Barring some miracle of good fortune or common sense, history will be made when city council sits down next year to review the draft budget for 2020.

For the first time in Yellowknife's history, council will be asked to entertain a budget containing nine figures -- $122 million to be precise. This year's draft is still barely onside of eight figures at $95 million. Two years ago it was $77 million.

Allowances should be made for a tricky little line item called “amortization,” which will account for $15 million of city expenditures for 2019. It's not actual spending but an accounting term for the depreciation of city assets.

Still, one wonders how the city got itself into this position so quickly and so deeply. Fifteen years ago city expenditures were $35 million even though the population at the time – 19,198 – is nearly identical in size to today.

Fifteen years ago the city was the jewel of the nation, literally. With two new diamond mines in operation and another on the way, the city proudly billed itself the “Diamond Capital of North America.” There are still three diamond mines in the territory, although by the time city council begins chawing those nine-figure budgets, only a few years of life is expected to be left for Diavik Diamond Mine and maybe another decade for Gahcho Kue.

The simply reality is that the city has been spending beyond its means for years and with storm clouds on the horizon, the ptarmigan are coming home to roost.

And there is more big spending ahead.

Within the 2019 budget is close to $80 million in costs to replace two of the city’s most aged infrastructures – the 35-year-old Ruth Inch Memorial Pool and the 50-year-old, eight-kilometre water line underneath Yellowknife Bay.

The city could save at least $15 million if it drew its drinking water from Yellowknife Bay instead of the Yellowknife River but residents have been signalling for years that they will not accept water from the bay as long as there is a chance – however remote – that arsenic from Giant Mine could contaminate it.

The city is hoping the feds will cover the expense of replacing the aging water line but its pleas have yet to be answered.

The pool is no longer suitable for a city this size. Council had a chance to get much of the bill paid by Ottawa and the GNWT but balked at the expected $70 million price tag for hosting the Canada Winter Games that came with that arrangement.

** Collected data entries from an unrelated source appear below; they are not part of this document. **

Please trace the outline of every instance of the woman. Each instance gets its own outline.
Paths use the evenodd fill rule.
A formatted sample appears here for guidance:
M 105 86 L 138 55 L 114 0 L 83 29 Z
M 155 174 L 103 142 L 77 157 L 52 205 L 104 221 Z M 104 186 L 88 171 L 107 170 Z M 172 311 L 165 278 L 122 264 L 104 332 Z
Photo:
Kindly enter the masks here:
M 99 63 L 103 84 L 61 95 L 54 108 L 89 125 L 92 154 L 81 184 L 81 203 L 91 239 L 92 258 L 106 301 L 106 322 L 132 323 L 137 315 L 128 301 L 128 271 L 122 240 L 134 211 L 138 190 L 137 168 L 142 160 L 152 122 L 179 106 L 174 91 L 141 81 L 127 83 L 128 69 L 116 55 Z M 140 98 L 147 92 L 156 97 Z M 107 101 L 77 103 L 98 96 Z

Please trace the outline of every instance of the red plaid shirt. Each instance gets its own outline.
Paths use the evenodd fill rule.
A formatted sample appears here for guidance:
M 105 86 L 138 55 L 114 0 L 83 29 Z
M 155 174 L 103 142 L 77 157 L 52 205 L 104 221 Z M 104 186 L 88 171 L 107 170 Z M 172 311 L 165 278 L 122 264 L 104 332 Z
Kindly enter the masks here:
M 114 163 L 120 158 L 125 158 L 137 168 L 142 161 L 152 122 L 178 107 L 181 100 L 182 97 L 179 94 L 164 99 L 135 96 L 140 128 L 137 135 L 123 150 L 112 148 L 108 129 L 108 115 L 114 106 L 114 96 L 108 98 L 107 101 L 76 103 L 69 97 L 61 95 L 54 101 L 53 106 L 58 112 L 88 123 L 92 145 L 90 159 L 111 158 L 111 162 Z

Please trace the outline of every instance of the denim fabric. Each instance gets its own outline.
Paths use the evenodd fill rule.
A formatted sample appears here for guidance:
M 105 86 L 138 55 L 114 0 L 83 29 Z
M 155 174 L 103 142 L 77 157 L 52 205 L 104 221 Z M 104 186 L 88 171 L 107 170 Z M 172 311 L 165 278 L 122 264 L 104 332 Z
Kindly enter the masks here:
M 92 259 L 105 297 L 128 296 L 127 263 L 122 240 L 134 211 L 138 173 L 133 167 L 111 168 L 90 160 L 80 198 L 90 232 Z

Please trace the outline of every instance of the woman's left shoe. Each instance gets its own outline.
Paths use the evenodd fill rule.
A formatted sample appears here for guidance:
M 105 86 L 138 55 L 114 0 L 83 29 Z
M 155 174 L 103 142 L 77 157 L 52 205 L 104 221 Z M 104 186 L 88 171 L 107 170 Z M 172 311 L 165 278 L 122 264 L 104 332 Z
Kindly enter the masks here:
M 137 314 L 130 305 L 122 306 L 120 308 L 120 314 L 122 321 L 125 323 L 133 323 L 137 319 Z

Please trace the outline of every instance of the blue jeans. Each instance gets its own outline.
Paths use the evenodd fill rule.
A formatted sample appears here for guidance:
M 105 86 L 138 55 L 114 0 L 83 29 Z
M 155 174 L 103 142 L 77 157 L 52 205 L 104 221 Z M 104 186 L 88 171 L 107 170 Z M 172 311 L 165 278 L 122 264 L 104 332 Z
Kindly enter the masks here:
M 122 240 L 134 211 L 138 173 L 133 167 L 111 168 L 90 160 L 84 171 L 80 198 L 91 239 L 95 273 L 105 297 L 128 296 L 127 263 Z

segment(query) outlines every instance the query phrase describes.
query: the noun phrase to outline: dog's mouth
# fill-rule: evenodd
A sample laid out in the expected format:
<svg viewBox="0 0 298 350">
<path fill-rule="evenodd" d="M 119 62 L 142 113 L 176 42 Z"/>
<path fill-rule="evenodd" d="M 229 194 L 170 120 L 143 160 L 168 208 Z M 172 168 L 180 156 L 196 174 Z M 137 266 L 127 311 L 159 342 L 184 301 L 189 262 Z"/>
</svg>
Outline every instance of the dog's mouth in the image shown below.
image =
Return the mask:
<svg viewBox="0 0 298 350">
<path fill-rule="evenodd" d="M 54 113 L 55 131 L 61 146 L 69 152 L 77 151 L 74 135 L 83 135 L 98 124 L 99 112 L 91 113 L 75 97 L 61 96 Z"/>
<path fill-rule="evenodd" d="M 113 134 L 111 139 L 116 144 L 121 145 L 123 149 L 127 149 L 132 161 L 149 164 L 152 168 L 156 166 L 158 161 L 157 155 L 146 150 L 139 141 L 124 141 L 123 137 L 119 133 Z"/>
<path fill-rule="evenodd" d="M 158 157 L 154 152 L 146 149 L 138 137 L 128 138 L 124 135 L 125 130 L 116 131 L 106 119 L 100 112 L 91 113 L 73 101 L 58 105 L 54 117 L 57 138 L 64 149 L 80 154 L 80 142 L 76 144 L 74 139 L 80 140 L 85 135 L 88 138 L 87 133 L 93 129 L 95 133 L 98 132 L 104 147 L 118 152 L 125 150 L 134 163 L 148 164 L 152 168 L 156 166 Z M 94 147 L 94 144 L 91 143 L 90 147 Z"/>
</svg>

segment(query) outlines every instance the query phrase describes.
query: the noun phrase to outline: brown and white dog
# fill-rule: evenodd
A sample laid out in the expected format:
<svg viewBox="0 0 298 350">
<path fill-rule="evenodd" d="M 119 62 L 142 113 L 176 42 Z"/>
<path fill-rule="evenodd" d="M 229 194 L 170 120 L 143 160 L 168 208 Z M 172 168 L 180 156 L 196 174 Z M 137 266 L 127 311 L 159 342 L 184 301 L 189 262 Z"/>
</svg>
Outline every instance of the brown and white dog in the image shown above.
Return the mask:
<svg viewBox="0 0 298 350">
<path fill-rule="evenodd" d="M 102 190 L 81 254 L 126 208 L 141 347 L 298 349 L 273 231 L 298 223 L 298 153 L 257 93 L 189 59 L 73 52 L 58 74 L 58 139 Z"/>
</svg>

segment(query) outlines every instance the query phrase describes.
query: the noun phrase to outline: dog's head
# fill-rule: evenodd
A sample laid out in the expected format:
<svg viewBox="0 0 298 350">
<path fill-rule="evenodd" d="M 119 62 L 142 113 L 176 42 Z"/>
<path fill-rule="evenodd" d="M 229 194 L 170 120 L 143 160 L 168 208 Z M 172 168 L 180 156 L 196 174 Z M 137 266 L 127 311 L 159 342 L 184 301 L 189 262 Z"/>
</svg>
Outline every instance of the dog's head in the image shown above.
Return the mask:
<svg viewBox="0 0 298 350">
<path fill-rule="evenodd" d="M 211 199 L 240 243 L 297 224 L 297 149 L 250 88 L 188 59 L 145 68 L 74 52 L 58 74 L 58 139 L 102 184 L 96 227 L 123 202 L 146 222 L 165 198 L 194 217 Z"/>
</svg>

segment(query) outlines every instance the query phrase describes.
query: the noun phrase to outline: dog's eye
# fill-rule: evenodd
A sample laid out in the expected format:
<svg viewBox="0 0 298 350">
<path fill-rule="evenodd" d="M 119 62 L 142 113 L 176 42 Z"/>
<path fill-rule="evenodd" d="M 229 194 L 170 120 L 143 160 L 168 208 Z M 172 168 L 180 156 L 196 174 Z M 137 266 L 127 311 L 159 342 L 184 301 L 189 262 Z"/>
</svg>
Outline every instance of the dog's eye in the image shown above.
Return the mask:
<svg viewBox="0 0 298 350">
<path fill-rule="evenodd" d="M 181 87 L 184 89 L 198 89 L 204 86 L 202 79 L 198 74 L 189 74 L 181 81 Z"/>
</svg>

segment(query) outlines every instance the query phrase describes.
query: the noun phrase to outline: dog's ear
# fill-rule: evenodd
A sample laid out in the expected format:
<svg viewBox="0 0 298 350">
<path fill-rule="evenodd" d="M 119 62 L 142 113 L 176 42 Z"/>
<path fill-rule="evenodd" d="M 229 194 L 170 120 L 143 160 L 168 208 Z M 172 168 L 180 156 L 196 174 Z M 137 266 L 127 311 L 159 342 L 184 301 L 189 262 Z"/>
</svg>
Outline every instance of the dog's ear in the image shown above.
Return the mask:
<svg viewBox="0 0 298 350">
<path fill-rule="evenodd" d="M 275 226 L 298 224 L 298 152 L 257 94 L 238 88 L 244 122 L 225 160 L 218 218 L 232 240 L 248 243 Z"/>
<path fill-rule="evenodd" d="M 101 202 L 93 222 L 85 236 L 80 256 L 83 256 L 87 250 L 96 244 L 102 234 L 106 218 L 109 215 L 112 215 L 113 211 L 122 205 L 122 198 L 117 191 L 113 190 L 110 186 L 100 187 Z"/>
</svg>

In any event, city expenditures are expected to greatly exceed revenues just as Yellowknife enters a period of great economic uncertainty -- $3.5 million next year, $22.5 million the year after that.

There is plenty of trouble facing council with this budget and in the years ahead. The temptation might be to spend away as the city has always done and pat themselves on the back for keeping tax increases to a modest amount. That will be the easiest thing to do.

But it will not be enough. Unless the city can convince the already cash-strapped GNWT to fork over the estimated $11 million it short-changes the city every year, replacing the pool might have to wait, as well as a host of other capital expenditures.

It's time council starts asking itself, are they going to be fiscal stewards of the city or be popular. Because if they can't pay the bill who will?